Approximately 20,000 new cases of prostate cancer are diagnosed in Australia annually. There are 3,300 deaths from prostate cancer each year.
One in nine men in Australia will develop prostate cancer in their lifetime. It is the most common cancer in Australian men and the second most common cause of cancer deaths in men.
Prostate Specific Antigen (PSA) is a glycoprotein secreted by the epithelial cells of the prostate gland. PSA is produced for the ejaculate, to liquify semen and allow sperm to swim freely. PSA is present in small quantities in the serum of men with healthy prostates but is often elevated in the presence of prostate cancer and in other conditions such as chronic prostatitis or urinary tract infection.
Annual PSA testing and digital rectal examination have improved the ability to detect early, organ confined prostate cancer.
PSA screening has allowed us to diagnose prostate cancer before it has spread. Overtreating prostate cancer is a bigger problem than over-screening. While screening can detect prostate cancers that need to be treated earlier, it can also detect slow growing cancers which could be monitored every six months to a year for the rest of a patient's life. The current recommendation is that all men aged 50 or older with a life expectancy of at least 10 years, should discuss with their GP the benefits of a having a PSA test. Those men with a first degree relative who has been diagnosed with prostate cancer at the age of 65 or younger should commence screening at the age of 45 years.
An elevated PSA level is not diagnostic of prostate cancer. Prostate cancer can only be diagnosed with a prostate biopsy which provides tissue for the pathologist to examine microscopically. Prostate biopsies are performed using transrectal ultrasound and can be performed under local anaesthetic or with a general anaesthetic on a day only basis.
Prostate cancer cells grow locally within the prostate gradually spreading through the sides of the prostate into the surrounding tissues. It then spreads into local lymph glands and also into the adjacent seminal vesicles and peri-prostatic fat. It spreads to the bones particularly the lumbar spine. The best chance for curing prostate cancer is when it is confined within the prostate. The further it tracks through the sides of the prostate the less likely the chance of cure.
The use of MRI in those patients who have had negative prostate biopsies previously and whose PSA continues to rise is gaining increasing relevance. MRI may detect suspicious areas which can be directly targeted and help identify areas of cancer within the prostate which have been missed by trans-rectal ultrasound guided biopsies.

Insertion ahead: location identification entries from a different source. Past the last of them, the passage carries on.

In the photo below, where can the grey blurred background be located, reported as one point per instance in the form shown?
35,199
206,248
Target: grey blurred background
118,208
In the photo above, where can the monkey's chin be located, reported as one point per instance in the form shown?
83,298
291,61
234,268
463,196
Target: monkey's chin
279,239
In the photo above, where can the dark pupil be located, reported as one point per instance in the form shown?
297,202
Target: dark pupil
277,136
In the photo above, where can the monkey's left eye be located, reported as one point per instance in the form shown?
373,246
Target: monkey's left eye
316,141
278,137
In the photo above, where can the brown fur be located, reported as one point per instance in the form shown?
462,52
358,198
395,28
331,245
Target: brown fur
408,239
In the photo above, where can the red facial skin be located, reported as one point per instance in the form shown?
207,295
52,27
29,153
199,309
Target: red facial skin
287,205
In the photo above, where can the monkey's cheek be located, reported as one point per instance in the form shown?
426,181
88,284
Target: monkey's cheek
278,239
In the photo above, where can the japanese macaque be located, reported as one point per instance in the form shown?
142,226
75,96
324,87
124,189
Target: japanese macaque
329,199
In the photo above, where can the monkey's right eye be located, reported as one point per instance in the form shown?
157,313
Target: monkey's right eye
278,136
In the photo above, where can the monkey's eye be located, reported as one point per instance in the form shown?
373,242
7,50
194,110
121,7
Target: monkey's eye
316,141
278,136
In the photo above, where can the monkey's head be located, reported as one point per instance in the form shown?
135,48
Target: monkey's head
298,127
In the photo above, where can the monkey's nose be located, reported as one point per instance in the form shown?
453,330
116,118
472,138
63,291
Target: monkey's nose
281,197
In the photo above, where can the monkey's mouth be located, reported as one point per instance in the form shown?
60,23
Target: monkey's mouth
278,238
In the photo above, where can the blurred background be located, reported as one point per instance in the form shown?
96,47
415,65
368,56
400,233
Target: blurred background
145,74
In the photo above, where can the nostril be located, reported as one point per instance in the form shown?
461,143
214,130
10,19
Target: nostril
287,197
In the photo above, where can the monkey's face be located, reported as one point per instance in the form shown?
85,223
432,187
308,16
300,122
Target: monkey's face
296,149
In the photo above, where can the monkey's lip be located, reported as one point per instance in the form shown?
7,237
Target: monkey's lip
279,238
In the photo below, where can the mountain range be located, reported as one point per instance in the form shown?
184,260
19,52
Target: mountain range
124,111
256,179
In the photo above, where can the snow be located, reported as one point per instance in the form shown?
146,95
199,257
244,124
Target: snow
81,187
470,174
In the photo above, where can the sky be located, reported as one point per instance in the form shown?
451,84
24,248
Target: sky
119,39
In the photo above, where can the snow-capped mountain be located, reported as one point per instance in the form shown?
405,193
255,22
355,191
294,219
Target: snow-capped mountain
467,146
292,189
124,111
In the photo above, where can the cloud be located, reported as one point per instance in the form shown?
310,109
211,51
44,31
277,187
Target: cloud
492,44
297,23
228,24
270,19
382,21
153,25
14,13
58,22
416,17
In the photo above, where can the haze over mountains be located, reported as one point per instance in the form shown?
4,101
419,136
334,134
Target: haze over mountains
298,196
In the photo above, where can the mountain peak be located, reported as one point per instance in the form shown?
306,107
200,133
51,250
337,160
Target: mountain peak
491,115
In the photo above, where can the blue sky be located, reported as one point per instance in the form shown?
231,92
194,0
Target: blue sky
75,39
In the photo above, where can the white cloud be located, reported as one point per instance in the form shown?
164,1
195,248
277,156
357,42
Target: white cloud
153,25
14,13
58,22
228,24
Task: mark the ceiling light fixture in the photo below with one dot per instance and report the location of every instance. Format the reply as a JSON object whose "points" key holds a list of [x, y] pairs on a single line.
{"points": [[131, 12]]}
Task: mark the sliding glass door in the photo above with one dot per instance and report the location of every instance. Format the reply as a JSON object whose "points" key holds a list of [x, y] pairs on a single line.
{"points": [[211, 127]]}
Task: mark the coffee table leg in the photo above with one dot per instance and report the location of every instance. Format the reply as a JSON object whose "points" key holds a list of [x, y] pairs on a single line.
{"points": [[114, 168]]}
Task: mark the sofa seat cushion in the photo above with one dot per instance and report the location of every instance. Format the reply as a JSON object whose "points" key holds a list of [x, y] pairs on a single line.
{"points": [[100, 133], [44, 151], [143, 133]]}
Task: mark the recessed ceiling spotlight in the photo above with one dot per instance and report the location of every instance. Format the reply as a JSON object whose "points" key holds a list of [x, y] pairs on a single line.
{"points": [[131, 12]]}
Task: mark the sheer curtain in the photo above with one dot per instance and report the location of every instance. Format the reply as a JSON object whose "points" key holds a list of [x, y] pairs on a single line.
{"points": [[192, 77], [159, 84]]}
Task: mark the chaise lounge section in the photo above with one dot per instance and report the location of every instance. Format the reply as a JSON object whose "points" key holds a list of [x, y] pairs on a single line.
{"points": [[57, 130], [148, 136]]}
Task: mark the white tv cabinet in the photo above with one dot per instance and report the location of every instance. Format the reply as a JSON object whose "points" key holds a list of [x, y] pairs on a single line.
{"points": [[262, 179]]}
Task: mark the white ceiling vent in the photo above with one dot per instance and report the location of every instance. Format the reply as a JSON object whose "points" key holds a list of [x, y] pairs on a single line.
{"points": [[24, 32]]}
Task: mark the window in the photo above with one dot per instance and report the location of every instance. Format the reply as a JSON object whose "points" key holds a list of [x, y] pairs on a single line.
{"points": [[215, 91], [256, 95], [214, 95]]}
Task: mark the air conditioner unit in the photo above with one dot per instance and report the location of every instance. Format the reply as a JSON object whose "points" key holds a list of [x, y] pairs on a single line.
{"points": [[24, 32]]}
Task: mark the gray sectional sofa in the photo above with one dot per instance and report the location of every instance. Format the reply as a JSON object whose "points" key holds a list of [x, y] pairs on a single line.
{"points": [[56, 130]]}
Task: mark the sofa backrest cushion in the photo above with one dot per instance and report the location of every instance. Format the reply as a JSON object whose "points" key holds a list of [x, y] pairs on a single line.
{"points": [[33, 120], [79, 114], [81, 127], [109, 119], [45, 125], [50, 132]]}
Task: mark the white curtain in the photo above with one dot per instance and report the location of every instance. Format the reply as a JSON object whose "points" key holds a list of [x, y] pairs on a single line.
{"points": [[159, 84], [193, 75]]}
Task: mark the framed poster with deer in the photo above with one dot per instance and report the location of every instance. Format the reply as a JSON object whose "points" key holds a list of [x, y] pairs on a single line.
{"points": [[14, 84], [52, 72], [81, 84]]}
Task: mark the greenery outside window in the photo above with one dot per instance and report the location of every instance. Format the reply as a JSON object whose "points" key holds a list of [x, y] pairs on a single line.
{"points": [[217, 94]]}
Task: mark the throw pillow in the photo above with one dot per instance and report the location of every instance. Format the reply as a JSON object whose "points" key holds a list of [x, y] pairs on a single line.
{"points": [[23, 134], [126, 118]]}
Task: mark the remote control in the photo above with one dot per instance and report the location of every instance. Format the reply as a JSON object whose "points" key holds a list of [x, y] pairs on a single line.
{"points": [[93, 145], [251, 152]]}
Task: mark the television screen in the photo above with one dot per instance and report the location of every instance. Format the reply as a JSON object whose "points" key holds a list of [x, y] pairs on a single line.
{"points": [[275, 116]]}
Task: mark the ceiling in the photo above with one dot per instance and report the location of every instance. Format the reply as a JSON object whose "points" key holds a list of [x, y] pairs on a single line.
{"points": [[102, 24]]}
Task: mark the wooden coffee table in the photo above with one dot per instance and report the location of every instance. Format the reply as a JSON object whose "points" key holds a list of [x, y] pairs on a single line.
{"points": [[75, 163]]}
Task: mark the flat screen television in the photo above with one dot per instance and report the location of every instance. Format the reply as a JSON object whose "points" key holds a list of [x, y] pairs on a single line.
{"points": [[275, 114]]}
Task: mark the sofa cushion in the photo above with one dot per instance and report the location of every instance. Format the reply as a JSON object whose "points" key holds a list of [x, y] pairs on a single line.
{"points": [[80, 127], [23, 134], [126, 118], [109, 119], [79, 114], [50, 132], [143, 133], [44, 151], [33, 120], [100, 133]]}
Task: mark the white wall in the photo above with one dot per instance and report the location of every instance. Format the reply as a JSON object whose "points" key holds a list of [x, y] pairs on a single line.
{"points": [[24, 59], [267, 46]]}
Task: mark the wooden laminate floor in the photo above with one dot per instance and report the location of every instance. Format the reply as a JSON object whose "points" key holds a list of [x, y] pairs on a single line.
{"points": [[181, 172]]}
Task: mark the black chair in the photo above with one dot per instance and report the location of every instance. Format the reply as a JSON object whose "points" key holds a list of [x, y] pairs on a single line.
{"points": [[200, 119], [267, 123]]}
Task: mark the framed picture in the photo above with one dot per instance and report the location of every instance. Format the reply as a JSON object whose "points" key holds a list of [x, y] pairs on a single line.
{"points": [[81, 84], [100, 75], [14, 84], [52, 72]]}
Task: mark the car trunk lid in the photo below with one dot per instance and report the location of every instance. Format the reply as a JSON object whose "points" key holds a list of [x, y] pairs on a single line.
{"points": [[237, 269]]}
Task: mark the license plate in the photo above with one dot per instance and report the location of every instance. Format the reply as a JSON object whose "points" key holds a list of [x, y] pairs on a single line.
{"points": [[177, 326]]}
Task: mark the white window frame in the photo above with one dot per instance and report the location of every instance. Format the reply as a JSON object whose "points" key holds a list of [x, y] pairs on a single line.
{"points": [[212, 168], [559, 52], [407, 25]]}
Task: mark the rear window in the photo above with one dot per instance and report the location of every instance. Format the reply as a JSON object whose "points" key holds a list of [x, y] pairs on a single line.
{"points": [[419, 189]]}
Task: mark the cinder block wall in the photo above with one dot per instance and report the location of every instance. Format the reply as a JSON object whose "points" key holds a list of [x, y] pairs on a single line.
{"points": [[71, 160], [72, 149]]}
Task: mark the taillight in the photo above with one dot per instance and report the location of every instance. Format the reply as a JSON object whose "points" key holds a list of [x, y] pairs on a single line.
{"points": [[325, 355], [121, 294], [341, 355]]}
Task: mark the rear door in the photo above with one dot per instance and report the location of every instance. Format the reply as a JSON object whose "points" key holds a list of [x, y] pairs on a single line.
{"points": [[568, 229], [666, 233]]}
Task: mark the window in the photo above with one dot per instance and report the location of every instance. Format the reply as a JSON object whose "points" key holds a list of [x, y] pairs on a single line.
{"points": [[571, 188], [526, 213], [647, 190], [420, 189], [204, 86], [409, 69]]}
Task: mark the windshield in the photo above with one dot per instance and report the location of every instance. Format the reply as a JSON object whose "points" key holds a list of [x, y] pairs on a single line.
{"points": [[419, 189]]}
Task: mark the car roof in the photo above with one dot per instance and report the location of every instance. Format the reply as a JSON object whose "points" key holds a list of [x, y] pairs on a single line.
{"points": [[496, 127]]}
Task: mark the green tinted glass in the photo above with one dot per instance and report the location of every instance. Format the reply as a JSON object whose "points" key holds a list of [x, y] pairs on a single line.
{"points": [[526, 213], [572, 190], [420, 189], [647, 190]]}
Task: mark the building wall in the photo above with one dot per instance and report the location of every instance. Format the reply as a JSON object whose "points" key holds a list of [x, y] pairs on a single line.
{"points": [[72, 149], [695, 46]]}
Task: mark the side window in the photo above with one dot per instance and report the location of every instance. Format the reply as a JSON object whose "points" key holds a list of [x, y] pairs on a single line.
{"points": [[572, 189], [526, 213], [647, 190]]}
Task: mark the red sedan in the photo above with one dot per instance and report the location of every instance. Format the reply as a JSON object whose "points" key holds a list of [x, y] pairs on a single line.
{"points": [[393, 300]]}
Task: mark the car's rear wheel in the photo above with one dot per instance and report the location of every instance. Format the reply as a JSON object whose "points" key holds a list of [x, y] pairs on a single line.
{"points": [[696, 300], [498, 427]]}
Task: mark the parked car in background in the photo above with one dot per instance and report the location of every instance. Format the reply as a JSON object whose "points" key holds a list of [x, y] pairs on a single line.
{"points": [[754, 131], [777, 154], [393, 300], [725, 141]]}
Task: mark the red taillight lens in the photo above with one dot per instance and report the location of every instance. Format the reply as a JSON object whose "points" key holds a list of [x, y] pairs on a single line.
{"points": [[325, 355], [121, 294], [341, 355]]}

MRI also plays an important role in preoperative assessment of tumour extent within the prostate, extra-capsular extension or seminal vesicle invasion.
The decision to treat clinically localized prostate cancer is dependent upon the patient's age, the PSA level, the grade of the cancer, and a patient's pre-existing comorbidities which may limit his survival to less than 10 years. Definitive treatments to attempt to cure prostate cancer are for those with a life expectancy of 10 years or more.
The specific treatments which may cure prostate cancer are surgery or radiotherapy. Hormone therapy is not curative.
There are various surgical techniques that one can use, but the results of all of these techniques are similar when compared with respect to cancer clearance rates, maintenance of bladder control and preservation of erectile function.
The surgical options are open retropubic prostatectomy, radical perineal prostatectomy, laparoscopic prostatectomy and robot assisted laparoscopic prostatectomy.
Radiotherapy can be performed by utilizing external beam radiation therapy, radioactive seeds or high density radiotherapy in which case radioactive rods are temporarily inserted into the prostate and a lower dose of external beam radiation therapy administered.
Radical perineal prostatectomy is a time-honoured surgical technique for removing the cancerous prostate. It is the original radical prostatectomy surgical technique and was followed by open prostatectomy and the more recent endoscopic techniques. Radical perineal prostatectomy is considered minimally invasive surgery as are the laparoscopic techniques. Radical perineal prostatectomy has the same cancer outcomes as open and robotic prostatectomy, with minimal pain, minimal blood loss and early return to work. To read more on radical perineal prostatectomy go to:
The alternatives to radical prostatectomy are observation, hormone deprivation and radiation therapy. Observation or hormone deprivation are not curative and the patients for whom this is a good option are those patients with less than five years of life expectancy, patients who are over 70-years-old with a well differentiated cancer, or patients who are at a high risk for surgery and refuse radiotherapy. Radiation therapy however may be curative and has an equivalent five and 10 year survival. The recurrence rates with radiation therapy are bimodal with initial recurrences within one to two years of treatment and a delayed peak at five to seven years after treatment.